Well that was a full day. My objective was to connect the Raspberry Pi to my laptop so that I could use the laptop screen and keyboard.
Seven hours in and I have discovered that things are a lot harder than they seem.
The first attempt was via a network cable. -
http://pihw.wordpress.com/guides/direct-network-connection/ Ran through all of this and I managed to get 'Putty' working. This program allowed me to access the terminal remotely. But I wanted to access the pretty screen with the Raspberry on it.
Unfortunately I needed to do some 'Updates' on the 'Wi-Fi'. I have a wi-fi dongle, two or three actually. I looked up how to connect to wi-fi and found several pages like this one -
http://www.raspberrypi.org/documentation/configuration/wireless/wireless-cli.md And nothing worked. I tried several different programming recipes but got nothing. This website -
http://raspberrypihq.com/how-to-add-wifi-to-the-raspberry-pi/ took me entirely astray.
A few hours later, after adding in a powered USB hub in case the dongle needed extra power (it didn't) I set all of the console commands back to how they were originally and using the desktop (GUI) controls. I'd been getting a message that the Wi-Fi Application could't find the wpa_supplicant, but putting the wpa_supplicant and network/interfaces back to how they were originally fixed it.
After re-typing my wifi password several times, it finally connected.
So then I could run the updates and get the tightvncserver - this is a program that lets you run the desktop remotely from another computer.
http://www.raspberrypi.org/documentation/remote-access/vnc/windows.md Install the VNC viewer on your Windows laptop, install VNC server on the Pi and you're away.
Of course, things are never that easy. You need to know the IP of your Pi, which is easily findable if you type ifconfig into the LXTerminal on the Pi. It's a series of numbers like 192.168.1.200. But when you connect, you also need to type in the port number after two colons - so 192.168.1.200::5901. Took me an hour to find that out.
By 6pm I could see the Pi desktop on my laptop! The next stage was to write a script so the Pi would automatically run the VNC server on startup.
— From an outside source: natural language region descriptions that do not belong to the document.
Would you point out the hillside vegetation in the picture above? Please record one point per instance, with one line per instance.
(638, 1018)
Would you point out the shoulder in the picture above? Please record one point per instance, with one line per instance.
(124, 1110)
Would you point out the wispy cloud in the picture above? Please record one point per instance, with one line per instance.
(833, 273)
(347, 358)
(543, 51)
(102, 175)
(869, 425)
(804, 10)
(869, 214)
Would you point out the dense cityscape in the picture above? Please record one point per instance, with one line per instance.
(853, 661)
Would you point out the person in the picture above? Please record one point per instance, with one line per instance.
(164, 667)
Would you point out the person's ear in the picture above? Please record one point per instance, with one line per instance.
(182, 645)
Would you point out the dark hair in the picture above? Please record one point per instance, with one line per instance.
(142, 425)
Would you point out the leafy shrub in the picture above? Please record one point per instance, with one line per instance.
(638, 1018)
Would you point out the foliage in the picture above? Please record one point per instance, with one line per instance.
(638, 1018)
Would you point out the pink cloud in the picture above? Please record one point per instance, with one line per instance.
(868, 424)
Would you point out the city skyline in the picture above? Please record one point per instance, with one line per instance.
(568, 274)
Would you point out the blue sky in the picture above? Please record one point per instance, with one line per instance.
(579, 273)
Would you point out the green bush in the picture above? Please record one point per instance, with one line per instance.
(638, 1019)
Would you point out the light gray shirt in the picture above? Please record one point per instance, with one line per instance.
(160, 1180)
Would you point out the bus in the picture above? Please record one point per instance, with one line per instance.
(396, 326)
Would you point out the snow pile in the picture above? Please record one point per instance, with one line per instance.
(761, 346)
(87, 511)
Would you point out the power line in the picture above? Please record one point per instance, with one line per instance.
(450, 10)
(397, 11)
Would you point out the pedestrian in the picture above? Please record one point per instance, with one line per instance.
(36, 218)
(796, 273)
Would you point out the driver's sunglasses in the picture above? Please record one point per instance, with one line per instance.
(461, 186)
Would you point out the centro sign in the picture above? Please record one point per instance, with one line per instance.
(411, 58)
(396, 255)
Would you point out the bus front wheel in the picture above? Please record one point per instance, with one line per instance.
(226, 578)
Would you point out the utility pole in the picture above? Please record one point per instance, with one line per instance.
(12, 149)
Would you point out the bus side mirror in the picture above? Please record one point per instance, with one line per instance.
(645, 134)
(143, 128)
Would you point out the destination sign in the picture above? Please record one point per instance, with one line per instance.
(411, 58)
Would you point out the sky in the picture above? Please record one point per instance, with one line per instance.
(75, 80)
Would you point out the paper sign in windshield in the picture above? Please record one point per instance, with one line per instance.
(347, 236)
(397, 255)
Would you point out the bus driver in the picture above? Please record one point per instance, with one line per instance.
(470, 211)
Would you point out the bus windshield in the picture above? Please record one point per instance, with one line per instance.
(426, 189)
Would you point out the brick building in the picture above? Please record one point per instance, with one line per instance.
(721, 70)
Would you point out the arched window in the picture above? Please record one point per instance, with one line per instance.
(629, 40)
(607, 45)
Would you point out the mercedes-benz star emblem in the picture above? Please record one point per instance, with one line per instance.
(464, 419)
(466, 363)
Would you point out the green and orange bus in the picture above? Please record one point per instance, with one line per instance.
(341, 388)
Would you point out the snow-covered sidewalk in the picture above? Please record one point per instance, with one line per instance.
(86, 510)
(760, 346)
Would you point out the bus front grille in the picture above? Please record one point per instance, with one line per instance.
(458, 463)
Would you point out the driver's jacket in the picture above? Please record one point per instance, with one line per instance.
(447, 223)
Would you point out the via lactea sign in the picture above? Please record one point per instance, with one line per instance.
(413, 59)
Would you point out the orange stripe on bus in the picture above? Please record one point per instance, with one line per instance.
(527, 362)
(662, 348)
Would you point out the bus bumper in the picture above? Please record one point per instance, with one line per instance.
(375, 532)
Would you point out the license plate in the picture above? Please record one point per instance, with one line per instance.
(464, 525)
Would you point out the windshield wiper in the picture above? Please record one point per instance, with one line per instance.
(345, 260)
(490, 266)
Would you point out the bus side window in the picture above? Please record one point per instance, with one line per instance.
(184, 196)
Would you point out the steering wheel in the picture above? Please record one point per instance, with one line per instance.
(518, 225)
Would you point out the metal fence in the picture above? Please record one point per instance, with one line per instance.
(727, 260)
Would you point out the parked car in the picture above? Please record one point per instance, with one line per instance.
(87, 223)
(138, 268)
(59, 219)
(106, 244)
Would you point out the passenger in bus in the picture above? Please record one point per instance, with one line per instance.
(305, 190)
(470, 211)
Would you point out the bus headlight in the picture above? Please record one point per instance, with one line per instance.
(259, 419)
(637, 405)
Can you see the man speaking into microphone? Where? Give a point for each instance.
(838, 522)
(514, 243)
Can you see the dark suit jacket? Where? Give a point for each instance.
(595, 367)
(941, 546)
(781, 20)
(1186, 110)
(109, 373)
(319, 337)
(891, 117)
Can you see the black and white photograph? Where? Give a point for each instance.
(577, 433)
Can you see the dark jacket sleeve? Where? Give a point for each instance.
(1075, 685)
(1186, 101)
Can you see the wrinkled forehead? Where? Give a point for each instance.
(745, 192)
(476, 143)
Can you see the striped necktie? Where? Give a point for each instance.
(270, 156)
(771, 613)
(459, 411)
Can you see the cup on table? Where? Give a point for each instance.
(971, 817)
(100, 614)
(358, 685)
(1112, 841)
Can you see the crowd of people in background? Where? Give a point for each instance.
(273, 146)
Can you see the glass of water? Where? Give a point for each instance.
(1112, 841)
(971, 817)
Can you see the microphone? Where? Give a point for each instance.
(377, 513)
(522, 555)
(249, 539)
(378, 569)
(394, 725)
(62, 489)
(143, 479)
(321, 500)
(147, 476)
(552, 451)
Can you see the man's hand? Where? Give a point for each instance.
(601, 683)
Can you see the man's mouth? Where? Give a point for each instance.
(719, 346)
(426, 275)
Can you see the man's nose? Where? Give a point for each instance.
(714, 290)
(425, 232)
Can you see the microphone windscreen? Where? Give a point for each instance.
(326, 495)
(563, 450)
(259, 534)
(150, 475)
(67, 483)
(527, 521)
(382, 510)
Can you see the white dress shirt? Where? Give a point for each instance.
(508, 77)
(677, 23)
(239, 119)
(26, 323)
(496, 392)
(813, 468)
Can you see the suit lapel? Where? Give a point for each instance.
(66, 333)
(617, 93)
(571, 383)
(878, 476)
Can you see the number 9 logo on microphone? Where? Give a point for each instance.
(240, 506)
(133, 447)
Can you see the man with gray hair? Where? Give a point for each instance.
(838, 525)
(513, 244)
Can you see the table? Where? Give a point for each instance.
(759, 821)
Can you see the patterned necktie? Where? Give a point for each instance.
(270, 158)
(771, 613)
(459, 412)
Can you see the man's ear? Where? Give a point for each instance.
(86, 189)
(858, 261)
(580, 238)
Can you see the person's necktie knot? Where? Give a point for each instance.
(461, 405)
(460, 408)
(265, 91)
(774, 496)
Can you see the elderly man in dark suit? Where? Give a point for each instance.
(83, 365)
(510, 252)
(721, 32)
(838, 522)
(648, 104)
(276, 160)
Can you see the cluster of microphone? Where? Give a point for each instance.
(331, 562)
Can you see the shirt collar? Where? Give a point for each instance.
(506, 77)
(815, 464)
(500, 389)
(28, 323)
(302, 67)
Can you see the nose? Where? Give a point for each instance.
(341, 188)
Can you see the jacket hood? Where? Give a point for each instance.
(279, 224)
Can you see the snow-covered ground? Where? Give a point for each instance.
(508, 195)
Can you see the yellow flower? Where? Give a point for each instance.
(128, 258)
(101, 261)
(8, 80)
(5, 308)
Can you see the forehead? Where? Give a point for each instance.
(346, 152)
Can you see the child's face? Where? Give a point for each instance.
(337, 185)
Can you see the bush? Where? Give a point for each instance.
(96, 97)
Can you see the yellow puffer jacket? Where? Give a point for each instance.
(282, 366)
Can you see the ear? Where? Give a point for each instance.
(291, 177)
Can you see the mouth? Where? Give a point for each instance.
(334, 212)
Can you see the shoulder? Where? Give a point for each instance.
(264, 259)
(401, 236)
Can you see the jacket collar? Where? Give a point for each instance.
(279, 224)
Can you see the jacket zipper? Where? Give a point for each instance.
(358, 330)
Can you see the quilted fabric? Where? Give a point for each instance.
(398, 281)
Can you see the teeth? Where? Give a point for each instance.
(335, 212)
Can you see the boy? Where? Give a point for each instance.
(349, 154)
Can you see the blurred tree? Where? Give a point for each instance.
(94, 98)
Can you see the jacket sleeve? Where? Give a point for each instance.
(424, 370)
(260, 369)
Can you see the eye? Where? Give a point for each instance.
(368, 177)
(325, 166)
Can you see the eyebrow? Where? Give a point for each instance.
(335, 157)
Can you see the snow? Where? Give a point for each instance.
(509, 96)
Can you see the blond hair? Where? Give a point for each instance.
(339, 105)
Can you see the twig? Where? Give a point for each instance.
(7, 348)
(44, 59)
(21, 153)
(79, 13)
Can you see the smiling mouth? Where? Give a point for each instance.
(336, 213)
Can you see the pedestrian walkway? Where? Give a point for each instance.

http://www.raspberrypi.org/documentation/remote-access/vnc/README.md You write a small file that runs the VNC. You save it, then you need to make it executable. But when I tried to use 'chmod' to change the properties of the vnc.sh, it told me that I couldn't.
For some reason.
I haven't cried today, but I have thought about it. A friend of mine told me to install Linux because it's so powerful and easy to use. But I knew it'd be like this. A whole day and I've got almost nowhere, even with the vast resources of the internet. I wanted to learn how to do these things myself and I do have some knowledge. But it seems I've spent all day tripping up over my bloody shoelaces.